The Pilot
- Type: Biweekly newspaper
- Publisher: David Woronoff
- Editor: John Nagy
- Founded: 1920
- Language: English
- Headquarters: 145 W Pennsylvania Ave, Southern Pines, N.C.
- Circulation: 15,000
- Website: thepilot.com

= The Pilot (North Carolina newspaper) =

Newspaper in North Carolina

The Pilot is an American newspaper established in 1920. It is published Wednesdays and Sundays in Southern Pines, North Carolina and covers Moore County, North Carolina. Its estimated circulation was 15,000 in 2018; its website has over 1.4 million views and 335,000 visitors.

==Ownership history==

The first issue of The Pilot was published on November 26, 1920 by Stacy Brewer in Vass, North Carolina. Brewer sold the paper on September 7, 1928 to Nelson C. Hyde of Southern Pines. The Pilot opened a branch office in the Patch Building in Southern Pines for its editorial and advertising staff. The newspaper also opened similar offices in Pinehurst and Aberdeen and moved to Aberdeen in 1929. Nelson Hyde sold The Pilot to James Boyd on May 23, 1941. Nelson Hyde resigned as editor and Carl Thompson took his position. James Boyd died in February 1944 and his wife, Katharine Boyd, took over the role as publisher and editor. In October 1968, Katherine Boyd sold The Pilot to Sam and Marjorie Ragan.

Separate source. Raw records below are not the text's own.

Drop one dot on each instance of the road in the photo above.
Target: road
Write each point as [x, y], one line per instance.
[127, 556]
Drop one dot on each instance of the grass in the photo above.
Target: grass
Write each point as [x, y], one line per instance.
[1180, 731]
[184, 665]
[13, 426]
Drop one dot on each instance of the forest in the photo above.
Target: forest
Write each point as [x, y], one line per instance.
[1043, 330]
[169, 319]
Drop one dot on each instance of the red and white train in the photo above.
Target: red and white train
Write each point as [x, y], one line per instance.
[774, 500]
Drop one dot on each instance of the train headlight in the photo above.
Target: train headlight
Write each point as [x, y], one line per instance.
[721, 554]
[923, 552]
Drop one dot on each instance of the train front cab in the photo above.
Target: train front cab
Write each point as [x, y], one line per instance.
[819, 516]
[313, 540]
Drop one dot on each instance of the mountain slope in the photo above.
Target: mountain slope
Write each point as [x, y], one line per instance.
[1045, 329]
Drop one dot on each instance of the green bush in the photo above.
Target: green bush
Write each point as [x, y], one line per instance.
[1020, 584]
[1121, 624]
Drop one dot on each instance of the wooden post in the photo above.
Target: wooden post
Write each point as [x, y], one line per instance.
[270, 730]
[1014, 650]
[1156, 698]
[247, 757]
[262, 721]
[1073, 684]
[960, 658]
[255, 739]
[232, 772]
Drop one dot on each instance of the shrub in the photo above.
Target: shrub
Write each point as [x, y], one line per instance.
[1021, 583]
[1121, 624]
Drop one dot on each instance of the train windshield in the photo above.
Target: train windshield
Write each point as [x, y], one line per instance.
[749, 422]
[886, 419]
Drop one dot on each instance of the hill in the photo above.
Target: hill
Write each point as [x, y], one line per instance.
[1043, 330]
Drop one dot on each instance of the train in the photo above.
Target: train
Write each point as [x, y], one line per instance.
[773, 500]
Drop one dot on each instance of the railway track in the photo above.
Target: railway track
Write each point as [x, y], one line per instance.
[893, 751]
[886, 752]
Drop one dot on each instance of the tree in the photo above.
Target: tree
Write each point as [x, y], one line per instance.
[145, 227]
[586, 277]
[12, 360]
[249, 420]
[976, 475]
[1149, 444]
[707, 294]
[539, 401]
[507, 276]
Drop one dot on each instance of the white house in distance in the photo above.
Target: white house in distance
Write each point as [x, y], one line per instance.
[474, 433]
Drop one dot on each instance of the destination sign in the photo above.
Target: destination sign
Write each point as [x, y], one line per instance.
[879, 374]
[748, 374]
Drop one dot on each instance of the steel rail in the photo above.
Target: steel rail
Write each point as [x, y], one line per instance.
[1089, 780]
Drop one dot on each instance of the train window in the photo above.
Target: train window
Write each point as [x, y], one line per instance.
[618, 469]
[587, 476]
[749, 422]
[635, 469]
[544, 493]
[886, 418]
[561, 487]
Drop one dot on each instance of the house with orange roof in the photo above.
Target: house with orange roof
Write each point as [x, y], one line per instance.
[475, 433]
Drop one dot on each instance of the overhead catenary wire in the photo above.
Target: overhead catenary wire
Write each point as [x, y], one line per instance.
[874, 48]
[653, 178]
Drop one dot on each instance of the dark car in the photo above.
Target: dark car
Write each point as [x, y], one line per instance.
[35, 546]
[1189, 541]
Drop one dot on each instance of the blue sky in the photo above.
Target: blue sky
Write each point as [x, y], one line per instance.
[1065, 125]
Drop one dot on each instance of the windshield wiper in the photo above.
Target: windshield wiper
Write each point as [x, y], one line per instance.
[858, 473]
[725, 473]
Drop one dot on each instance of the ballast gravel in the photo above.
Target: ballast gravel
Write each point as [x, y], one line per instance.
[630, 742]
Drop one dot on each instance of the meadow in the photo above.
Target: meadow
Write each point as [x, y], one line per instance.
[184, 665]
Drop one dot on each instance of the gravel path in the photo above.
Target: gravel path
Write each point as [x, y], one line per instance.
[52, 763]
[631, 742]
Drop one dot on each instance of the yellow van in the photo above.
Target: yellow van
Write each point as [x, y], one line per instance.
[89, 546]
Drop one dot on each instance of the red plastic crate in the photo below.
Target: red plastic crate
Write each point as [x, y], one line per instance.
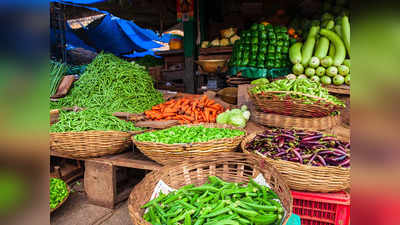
[322, 208]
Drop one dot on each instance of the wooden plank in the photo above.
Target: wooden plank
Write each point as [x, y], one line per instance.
[100, 183]
[216, 50]
[129, 159]
[342, 89]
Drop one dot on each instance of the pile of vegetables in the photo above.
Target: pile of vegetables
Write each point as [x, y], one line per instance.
[298, 85]
[228, 38]
[186, 110]
[57, 71]
[305, 147]
[216, 203]
[58, 192]
[263, 46]
[90, 119]
[322, 57]
[184, 134]
[114, 85]
[235, 117]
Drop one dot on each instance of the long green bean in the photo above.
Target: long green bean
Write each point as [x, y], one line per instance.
[114, 85]
[90, 119]
[298, 85]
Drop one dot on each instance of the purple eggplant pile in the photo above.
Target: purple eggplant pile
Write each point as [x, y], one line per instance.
[305, 147]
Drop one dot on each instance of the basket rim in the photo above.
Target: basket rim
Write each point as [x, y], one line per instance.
[188, 163]
[281, 161]
[193, 143]
[99, 131]
[297, 93]
[65, 199]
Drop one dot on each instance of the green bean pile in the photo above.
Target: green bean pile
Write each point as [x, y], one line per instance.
[57, 71]
[298, 85]
[114, 85]
[216, 203]
[90, 119]
[183, 134]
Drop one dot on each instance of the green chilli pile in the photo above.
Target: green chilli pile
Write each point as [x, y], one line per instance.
[216, 203]
[58, 192]
[298, 85]
[112, 84]
[184, 134]
[90, 119]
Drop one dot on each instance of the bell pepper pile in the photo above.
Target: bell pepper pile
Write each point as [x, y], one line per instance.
[187, 110]
[216, 202]
[263, 46]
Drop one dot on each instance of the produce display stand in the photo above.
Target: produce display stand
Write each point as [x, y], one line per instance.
[100, 176]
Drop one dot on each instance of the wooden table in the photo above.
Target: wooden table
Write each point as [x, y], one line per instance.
[100, 177]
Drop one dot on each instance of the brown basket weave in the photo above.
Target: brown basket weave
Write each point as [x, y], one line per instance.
[276, 120]
[86, 144]
[231, 167]
[269, 102]
[172, 153]
[63, 201]
[304, 177]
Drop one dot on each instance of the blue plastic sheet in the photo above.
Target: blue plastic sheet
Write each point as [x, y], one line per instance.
[118, 36]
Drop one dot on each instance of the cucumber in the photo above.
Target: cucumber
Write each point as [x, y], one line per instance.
[340, 50]
[295, 52]
[338, 30]
[308, 46]
[322, 48]
[346, 33]
[330, 25]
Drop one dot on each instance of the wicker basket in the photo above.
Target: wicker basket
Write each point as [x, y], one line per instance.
[63, 201]
[86, 144]
[276, 120]
[306, 178]
[172, 153]
[270, 103]
[231, 167]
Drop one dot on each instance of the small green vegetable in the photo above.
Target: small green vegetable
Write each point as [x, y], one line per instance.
[58, 192]
[184, 134]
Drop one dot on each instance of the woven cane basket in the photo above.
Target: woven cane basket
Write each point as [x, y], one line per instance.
[304, 177]
[231, 167]
[276, 120]
[269, 102]
[86, 144]
[63, 201]
[172, 153]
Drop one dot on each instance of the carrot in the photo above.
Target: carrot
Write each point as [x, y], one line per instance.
[210, 102]
[203, 99]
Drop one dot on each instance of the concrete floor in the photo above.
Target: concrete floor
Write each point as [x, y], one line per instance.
[77, 211]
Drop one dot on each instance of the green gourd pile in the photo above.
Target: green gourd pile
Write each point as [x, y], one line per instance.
[324, 56]
[263, 46]
[114, 85]
[216, 203]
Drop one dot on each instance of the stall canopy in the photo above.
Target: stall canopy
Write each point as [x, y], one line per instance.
[113, 34]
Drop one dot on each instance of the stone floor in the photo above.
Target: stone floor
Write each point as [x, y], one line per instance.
[77, 211]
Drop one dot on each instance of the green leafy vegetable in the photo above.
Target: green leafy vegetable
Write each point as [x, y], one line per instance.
[58, 192]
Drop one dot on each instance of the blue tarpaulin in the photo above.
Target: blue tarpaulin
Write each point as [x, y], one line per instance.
[118, 36]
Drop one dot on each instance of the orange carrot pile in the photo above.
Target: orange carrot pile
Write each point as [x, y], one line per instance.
[187, 110]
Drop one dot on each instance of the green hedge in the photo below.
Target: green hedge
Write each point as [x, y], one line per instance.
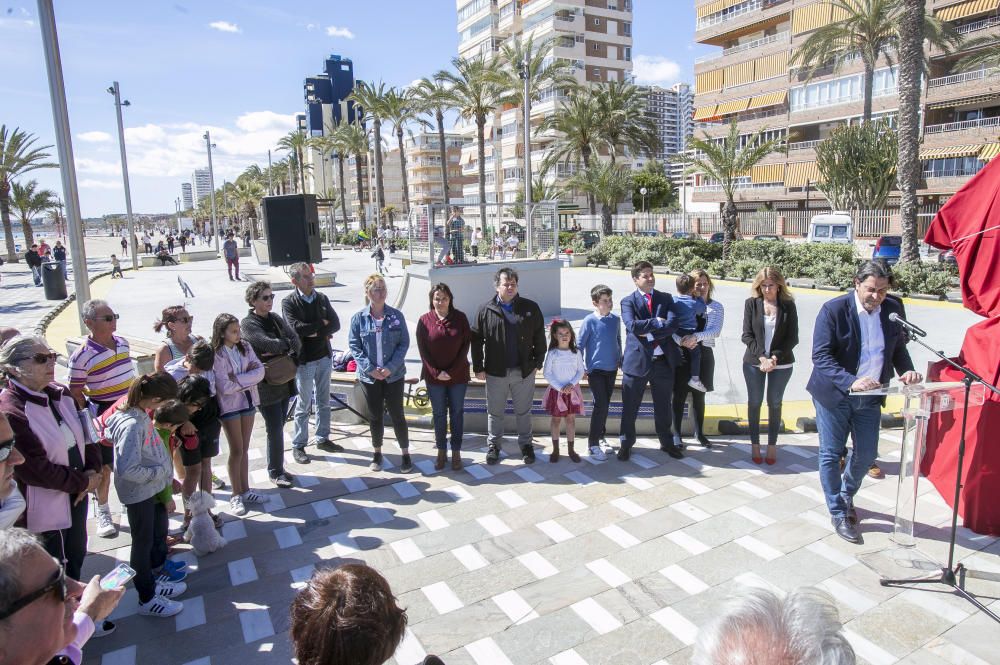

In January 1986, The Pilot became a semi-weekly paper and was published on Monday and Thursday. In July 1996, Frank Daniels Jr., Frank Daniels III, David Woronoff, Jack Andrews and Lee Drinks purchased The Pilot. On July 23, 1998, The Pilot launched its website, and in October 1999, The Pilot began publishing three days a week – Monday, Wednesday, and Friday. In May 2013, The Pilot began to print twice weekly – Wednesday and Sunday.

== Circulation ==

- In 1931, the average weekly circulation was 1,450 copies.
- In 1978, the average weekly circulation was 8,850, and the cost was 15c per issue.
- In 1998, the average weekly circulation was 15,980.
- In 2018, the average weekly circulation was 15,000.

==Awards==
The Pilot won Best Community Newspaper in the United States in 2015, 2016, and 2017 from the National Newspaper Association. In their comments about the 2015 award for General Excellence in the Non-daily Division, with circulation over 10,000, the NNA wrote: "of all the entries, this one said 'community' loudest to us. Human interest stories and local issue coverage abound. Just as important, The Pilot’s Opinion pages contain insightful, vigorous debate. This is a well-packaged paper with solid photography. The people of Southern Pines, NC, are fortunate to have this strong news source."In 2017, Pilot photographer Ted Fitzgerald won the Hugh Morton Photographer of the Year award for a community newspaper by the North Carolina Press Association. The paper won numerous awards in the category of community newspapers with over 10,000 circulation, including first place in the following categories: Feature Writing, Arts and Entertainment Reporting, Best Niche Publication, and Best Video among others.

== Quotes from the Paper ==
A long time ago, a wise old editor said,

the function of a newspaper

Is “to print the news and raise hell.”

I haven’t been able to improve upon that definition.